Pleasant day. 12 miles. About 1000 feet of climbing, but it was gradual.
Umich IT folks… I walked for about an hour with a couple friends. I was surprised to learn one used to work for PeopleSoft higher education group years ago before the Oracle acquisition. We never crossed paths before, I think, but we had some common people we knew.
Bill, is there something you packed that turned out to not be needed? Have you seen something that other hikers have that you wish you had thought to bring?
The only two things I haven’t used are some medicine and my sleeping bag. Glad I haven’t needed the medicine! As for the sleeping bag, I ended up in slightly nicer places than I expected and they all have adequate bedding. The sleeping bag is too expensive to dump, so I’m still carrying it. It weighs 17 ounces, so it’s not a major issue.
As for needing something… everything I need I can buy in the bigger towns. I’ve bought gloves, a fleece jacket, some socks and foot-care products. I know friends who have bought shoes, which is risky since they didn’t train in them.
10 thoughts on “Day 57 – Rabanal del Camino”
“prendas de animales” would be animal/pet clothing or blankets 😉
Beautiful scenery now that the slog through the meseta is over!
Well, that makes more sense! I was feeling bad for Fido!
Bill how are you finding the air? At times while we were on our trip to Spain and Portugal it was really smoggy. We also saw parts of the Camino that runs through Portugal.
It’s been clear. There were fires in this region a couple of months ago but nothing now. “The Camino Portuguese” runs from Lisbon to Santiago. People love that route but it doesn’t intersect with the one we’re on. Hope your trip was great!
Were you required to learn Spanish and French for this trip?
Hey Bill, How many languages are spoken across the Camino and are you fluent as pertinent?
I only speak English so learning a language is not necessary but helpful.
In France, most people speak a smattering of English but are not conversational. You can get by but won’t have a lot of long conversations.
In Spain, English is ubiquitous. Many pilgrims are fluent in English. Some local business folks may not speak English but you can get by pointing and using Google translate.

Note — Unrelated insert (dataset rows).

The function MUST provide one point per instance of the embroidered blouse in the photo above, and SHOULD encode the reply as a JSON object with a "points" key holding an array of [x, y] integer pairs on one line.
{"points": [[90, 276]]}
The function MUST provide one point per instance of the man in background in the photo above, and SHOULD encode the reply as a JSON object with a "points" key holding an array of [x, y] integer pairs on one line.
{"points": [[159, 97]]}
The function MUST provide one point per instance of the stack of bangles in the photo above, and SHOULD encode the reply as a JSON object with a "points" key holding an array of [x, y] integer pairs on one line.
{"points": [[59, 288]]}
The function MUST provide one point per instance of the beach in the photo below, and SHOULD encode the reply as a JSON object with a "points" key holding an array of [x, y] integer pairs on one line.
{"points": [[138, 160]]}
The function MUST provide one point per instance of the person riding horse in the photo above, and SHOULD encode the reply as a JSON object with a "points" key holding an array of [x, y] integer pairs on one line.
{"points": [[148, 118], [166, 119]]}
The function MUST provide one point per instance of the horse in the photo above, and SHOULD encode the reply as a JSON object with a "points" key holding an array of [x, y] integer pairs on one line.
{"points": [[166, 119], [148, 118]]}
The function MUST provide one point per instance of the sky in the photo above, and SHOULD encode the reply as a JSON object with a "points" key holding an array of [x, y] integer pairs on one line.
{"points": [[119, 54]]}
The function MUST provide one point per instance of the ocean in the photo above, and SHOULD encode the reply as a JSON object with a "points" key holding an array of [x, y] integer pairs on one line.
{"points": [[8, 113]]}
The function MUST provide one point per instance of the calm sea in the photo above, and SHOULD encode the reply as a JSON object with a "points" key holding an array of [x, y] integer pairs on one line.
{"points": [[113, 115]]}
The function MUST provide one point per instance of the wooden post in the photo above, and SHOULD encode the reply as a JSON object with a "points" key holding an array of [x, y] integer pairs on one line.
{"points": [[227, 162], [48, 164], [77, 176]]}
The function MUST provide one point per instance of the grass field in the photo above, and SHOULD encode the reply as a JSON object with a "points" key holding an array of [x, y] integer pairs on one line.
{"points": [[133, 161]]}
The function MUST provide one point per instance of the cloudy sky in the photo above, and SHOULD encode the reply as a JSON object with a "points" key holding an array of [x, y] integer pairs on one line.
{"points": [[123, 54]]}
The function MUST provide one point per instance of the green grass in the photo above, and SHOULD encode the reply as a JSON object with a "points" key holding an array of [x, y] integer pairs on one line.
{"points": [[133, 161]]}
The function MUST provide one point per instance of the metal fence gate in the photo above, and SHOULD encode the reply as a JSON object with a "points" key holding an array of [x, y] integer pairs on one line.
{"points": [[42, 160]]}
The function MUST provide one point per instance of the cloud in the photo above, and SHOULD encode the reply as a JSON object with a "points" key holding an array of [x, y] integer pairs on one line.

🙂 How fun that you ran into a PSoft/Oracle rep! That’s one of the things that I love about traveling and meeting folks is also seeing how small of a world we really do live in.
I love your cathedral pictures. I was drawn to cathedrals (and taking pictures) all over Europe. Each one had such a different personality? Do you find something similar, or are the Spanish ones more like each other?
I’m not an expert so the look a lot a like. Although certain regions were more ornate.